Capturing a Moment of Light on the Hills

WHEN Susan Shatter goes out to paint, she looks for sites that reveal geological forces and structures. Always interested in architecture, she eventually translated that interest into architectonic ideas about nature. So, she gravitates toward canyons and old volcanoes and eroded hills. And also toward coastlines where rock and water meet, where opposites attract and conflict.

She points out that volcanoes can blow up, rocks can fall off of canyon walls, and the ocean can wear away the shore. Timeless, yet fragile, the landscapes she chooses to paint are full of contradictions and therefore tensions. In these tensions she locates drama.

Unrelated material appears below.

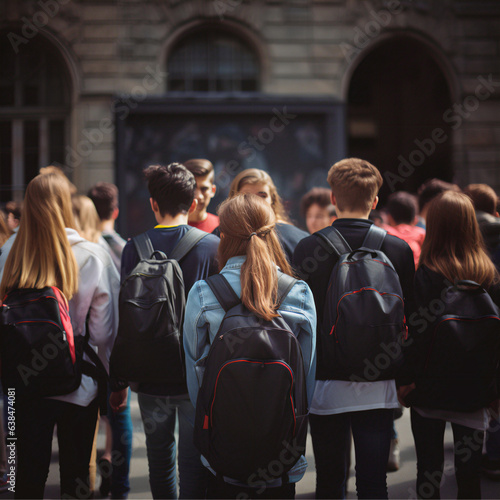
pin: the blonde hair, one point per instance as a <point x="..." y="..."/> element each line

"For me it has to do with a sense of being connected to something bigger than myself," says Ms. Shatter, "and a way to deal with life on the planet." While nature is indifferent to human beings, she says she sees her connection to it. Painting nature is her way of trying to understand what that connection is. So she looks for things that are awesome, things that are beautiful, and things that are "scary." You can't take something awesome for granted. You have to acknowledge it, come to terms with it.

And you can't take Shatter's paintings for granted either. Up close, they nearly disappear in impressionistic abstraction, but walk back a little distance and they click into intensely realistic images, precisely referential to the geological formations of the land mass she has chosen.

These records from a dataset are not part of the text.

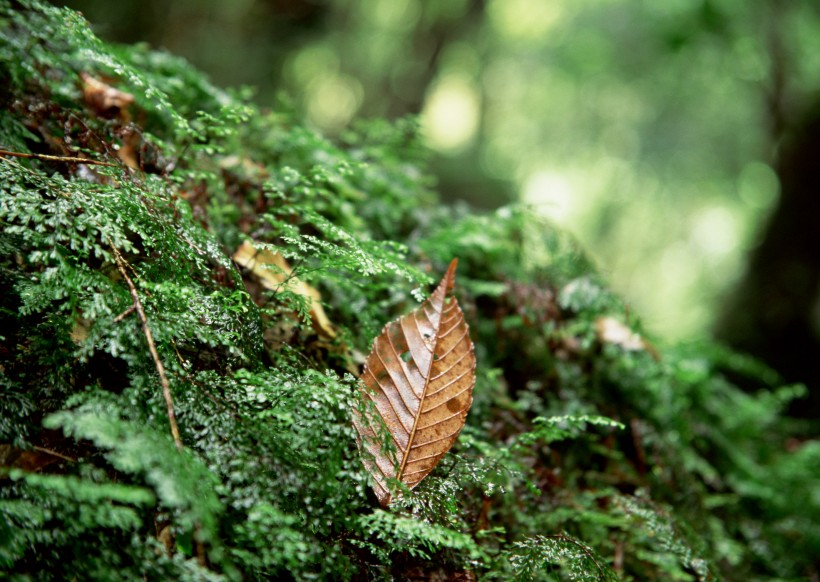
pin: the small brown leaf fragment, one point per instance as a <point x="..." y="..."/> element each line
<point x="612" y="331"/>
<point x="274" y="273"/>
<point x="419" y="378"/>
<point x="105" y="100"/>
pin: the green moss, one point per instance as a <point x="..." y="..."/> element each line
<point x="584" y="457"/>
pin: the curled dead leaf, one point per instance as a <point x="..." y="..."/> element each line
<point x="274" y="273"/>
<point x="104" y="99"/>
<point x="612" y="331"/>
<point x="419" y="378"/>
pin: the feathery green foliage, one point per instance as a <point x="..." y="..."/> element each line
<point x="584" y="457"/>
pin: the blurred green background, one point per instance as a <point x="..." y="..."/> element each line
<point x="661" y="133"/>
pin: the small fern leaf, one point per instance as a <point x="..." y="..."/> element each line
<point x="419" y="377"/>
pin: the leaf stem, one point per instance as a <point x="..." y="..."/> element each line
<point x="163" y="378"/>
<point x="67" y="159"/>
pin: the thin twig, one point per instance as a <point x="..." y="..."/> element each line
<point x="67" y="159"/>
<point x="124" y="314"/>
<point x="54" y="454"/>
<point x="166" y="387"/>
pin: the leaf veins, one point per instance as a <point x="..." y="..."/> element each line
<point x="419" y="377"/>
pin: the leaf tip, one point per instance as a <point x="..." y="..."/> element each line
<point x="450" y="276"/>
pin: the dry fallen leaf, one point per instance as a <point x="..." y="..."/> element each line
<point x="419" y="377"/>
<point x="612" y="331"/>
<point x="104" y="99"/>
<point x="281" y="277"/>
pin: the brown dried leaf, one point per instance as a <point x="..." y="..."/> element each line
<point x="281" y="277"/>
<point x="419" y="378"/>
<point x="104" y="99"/>
<point x="612" y="331"/>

Light seems to have a formative power on Shatter's landscapes as definite as the geological forces. Light changes every instant and changes one's perception of landscape. Shatter captures a single moment of that light in each painting. In those shadows on the hills, those deep gullies eroded by the efforts of nature, light emphatically defines form and color for the eye and for the painting before us.

"Light gives [the painting] the emotional quality and the drama," Shatter says. "Light reveals the forms in different ways. The color carries emotional resonance. I don't use white paint or black paint. I'm not thinking of making grays, but of working off of colors that feel cool or colors that feel warm in relation to each other."

She really is able to capture in watercolors the very character of the light in the Southwest, that clear coloration which is sometimes subtle, yet always powerful in desert places. Her compositions have a raw, just-seen quality, which is rich in feeling, dynamic and vigorous, and which belies her excellent technique.

In order to infuse her work with such life, she returns to a particular location over and over again to watch how the light changes it and when the light is most interesting. She makes small watercolors on location, and considers them to be finished paintings. She then takes snapshots - many of which are done serially as panoramas. At last she takes her vision from the watercolors and the prints and creates her larger paintings.

"The interesting thing about the way I work," she says, "is it brings together the two worlds of working on site, which is very spontaneous, and then working in the studio, which has a slower time sense. When I work large, I'm trying to get a powerful visual statement. These [studio] paintings have a clarity which is different than the small paintings, which are really more abstract.

"I'm trying to say something about nature - its rawness, expansiveness, and luminosity, and the beauty I feel from it. I want to pass that along to other people."